Affluent homeowners in Los Angeles are already searching for ways to avoid a new property sales tax. Several weeks ago, LA voters backed a new measure that affixes a one-time transfer tax to property sales totaling more than $5 million. Almost any legal professional, whether a cryptocurrency tax lawyer or a general tax attorney, likely anticipates at least a few calls from property owners seeking advice about the new law.
Rich Property Owners Seek to Avoid Financial Repercussions of Measure ULA
The new ordinance is called Measure ULA, an initialism for “United to House LA,” and was put forth as a “mansion tax.” The tax is on somewhat of a sliding scale, and starts with a 4 percent tax on the sale of any property over $5 million, but escalates to 5.5 percent for any sale totaling $10 million or more.
The new ordinance takes effect in April and is already creating a buzz in the Los Angeles real estate market. Although certain analysts claim that the profitability of these big-ticket transactions will not be phased, other individuals are afraid the tax will motivate high-end real estate developers to set up shop elsewhere and hinder the construction of the type of multifamily housing it was created to promote.

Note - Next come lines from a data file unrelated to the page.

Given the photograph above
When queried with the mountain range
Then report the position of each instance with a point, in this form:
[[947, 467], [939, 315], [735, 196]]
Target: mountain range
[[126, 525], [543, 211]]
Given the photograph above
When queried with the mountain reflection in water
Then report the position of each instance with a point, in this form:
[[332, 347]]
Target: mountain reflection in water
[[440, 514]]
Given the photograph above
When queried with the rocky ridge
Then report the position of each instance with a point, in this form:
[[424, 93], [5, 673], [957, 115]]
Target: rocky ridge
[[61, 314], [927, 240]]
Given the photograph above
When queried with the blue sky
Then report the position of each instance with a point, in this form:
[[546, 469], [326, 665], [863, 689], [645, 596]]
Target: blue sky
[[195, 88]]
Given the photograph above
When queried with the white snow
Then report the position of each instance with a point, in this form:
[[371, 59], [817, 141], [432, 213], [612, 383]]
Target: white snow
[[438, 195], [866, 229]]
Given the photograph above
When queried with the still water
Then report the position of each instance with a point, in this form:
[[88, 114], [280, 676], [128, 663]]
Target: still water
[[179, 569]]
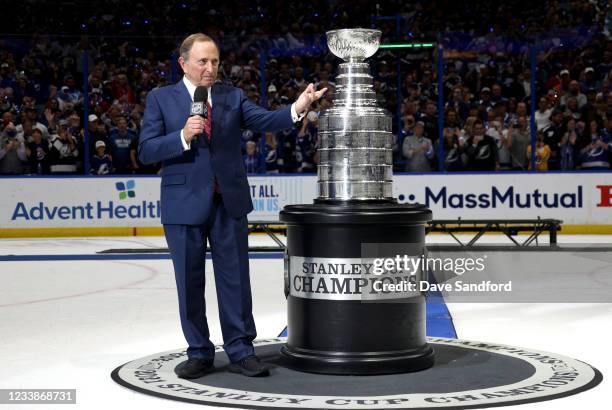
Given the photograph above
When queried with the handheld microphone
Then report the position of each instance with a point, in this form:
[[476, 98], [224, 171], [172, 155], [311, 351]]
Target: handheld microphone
[[198, 106]]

Developers and Homeowners Scramble to Sell Before Tax Law Takes Effect
A California back-taxes attorney has learned that many agents have mentioned that developers and homeowners are already showing signs of anxiousness to sell before the April 1 deadline. Real estate agents have stated that some homeowners who were on the fence about selling their properties are now scrambling to complete the sales before April to avoid the tax. Some, however, are a bit more creative.

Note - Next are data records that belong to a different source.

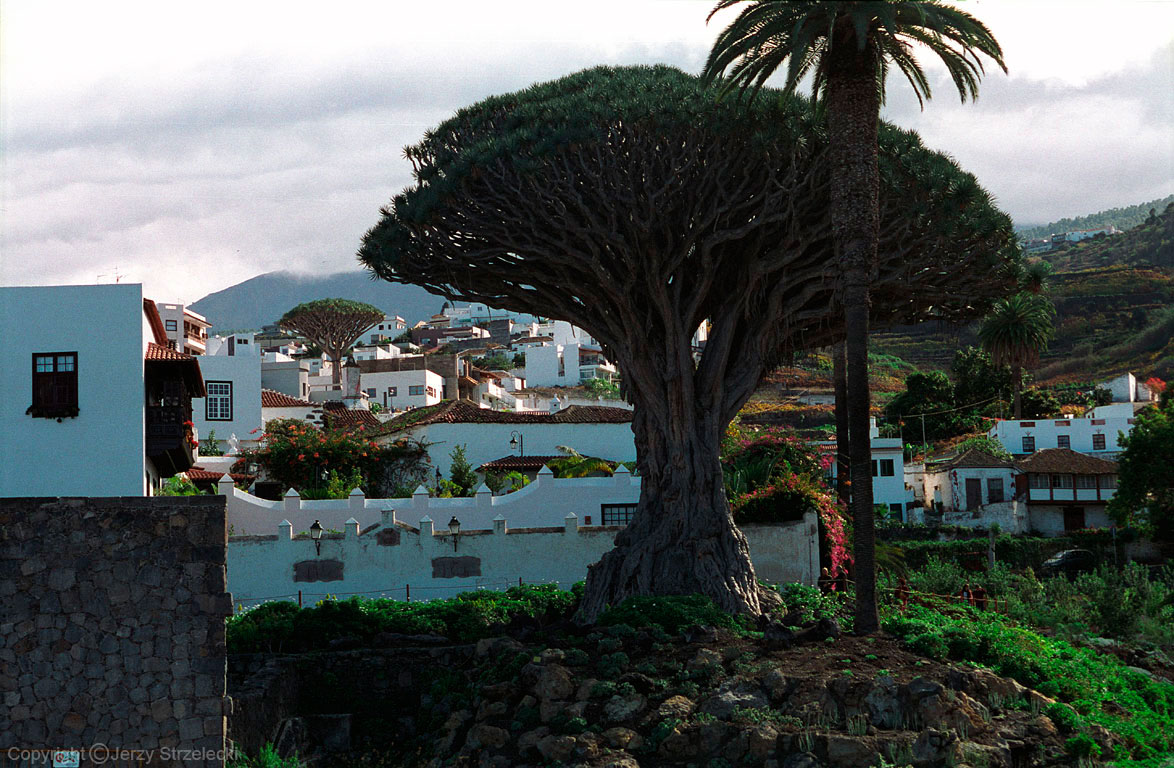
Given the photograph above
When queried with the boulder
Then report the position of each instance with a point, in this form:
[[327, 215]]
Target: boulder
[[735, 694], [623, 708], [679, 707]]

Questionable Strategies May Be Attempted by Some Property Owners
Due to the $5 million threshold, certain property owners may consider splitting up their properties to create smaller parcels which would be owned by different individuals or corporations. If this is done successfully, the tax can be avoided altogether. This strategy might not stand up on audit.

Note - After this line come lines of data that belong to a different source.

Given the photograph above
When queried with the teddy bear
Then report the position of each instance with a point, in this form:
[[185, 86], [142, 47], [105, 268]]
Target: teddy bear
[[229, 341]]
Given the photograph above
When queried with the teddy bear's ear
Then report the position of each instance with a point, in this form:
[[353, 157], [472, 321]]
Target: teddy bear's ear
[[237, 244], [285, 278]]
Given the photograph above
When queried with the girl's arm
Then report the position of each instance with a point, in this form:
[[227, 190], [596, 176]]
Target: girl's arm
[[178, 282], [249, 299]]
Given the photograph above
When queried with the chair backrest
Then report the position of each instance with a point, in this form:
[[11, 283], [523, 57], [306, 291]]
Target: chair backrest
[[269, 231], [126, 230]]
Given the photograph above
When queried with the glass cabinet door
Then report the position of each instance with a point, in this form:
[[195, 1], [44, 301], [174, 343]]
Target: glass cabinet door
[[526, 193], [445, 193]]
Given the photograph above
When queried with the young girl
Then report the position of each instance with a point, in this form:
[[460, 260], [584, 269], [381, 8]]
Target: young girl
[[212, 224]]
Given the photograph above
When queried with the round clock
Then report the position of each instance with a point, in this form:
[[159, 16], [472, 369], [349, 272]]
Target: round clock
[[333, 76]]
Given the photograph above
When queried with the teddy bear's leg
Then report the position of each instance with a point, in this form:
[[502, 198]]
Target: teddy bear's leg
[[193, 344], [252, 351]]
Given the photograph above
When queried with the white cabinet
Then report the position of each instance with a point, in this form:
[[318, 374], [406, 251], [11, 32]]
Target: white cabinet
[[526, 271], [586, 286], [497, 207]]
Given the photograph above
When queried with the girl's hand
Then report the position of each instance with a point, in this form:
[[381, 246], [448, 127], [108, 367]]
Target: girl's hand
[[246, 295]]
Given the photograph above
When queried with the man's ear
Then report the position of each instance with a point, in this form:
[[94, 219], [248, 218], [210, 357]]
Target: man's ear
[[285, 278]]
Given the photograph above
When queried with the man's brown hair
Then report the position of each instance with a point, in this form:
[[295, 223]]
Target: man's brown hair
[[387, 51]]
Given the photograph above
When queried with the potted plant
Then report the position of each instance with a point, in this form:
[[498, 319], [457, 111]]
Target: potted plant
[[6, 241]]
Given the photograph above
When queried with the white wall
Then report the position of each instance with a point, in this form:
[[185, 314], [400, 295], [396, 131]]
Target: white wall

Creating agreements off the books is another no-no, but one that may be embraced by some homeowners. For instance, a sale can be kept under $5 million if the home was initially marketed for $6.5 million, but the property owner came to an agreement with the buyer to sell the home for $4.9 million and the home’s furniture for $1.6 million. California tax attorneys have stated that while these methods might trigger penalties and possible prosecution, individuals may nevertheless attempt such maneuvers.
Certain Legal Professionals Claim This Tax Discourages Building of Multifamily Homes
The transfer tax will provide money for the construction of affordable housing, but some financial analysts worry the private developers will be discouraged from constructing multifamily housing. Some legal professionals cite a domino effect, claiming that although the tax is on properties worth $5 million or more, the money must come from somewhere, and that may create a trickle-down effect, leading to higher rents.
Peter Dreier, a professor at Occidental College, disagreed with that argument, stating that many landlords already charge maximum rent and that the new tax will only impact house flippers. The measure hasn’t gone into effect yet, but some homeowners may be seeking the advice of a California Franchise Tax Board attorney in the future if they attempt to circumvent the new tax.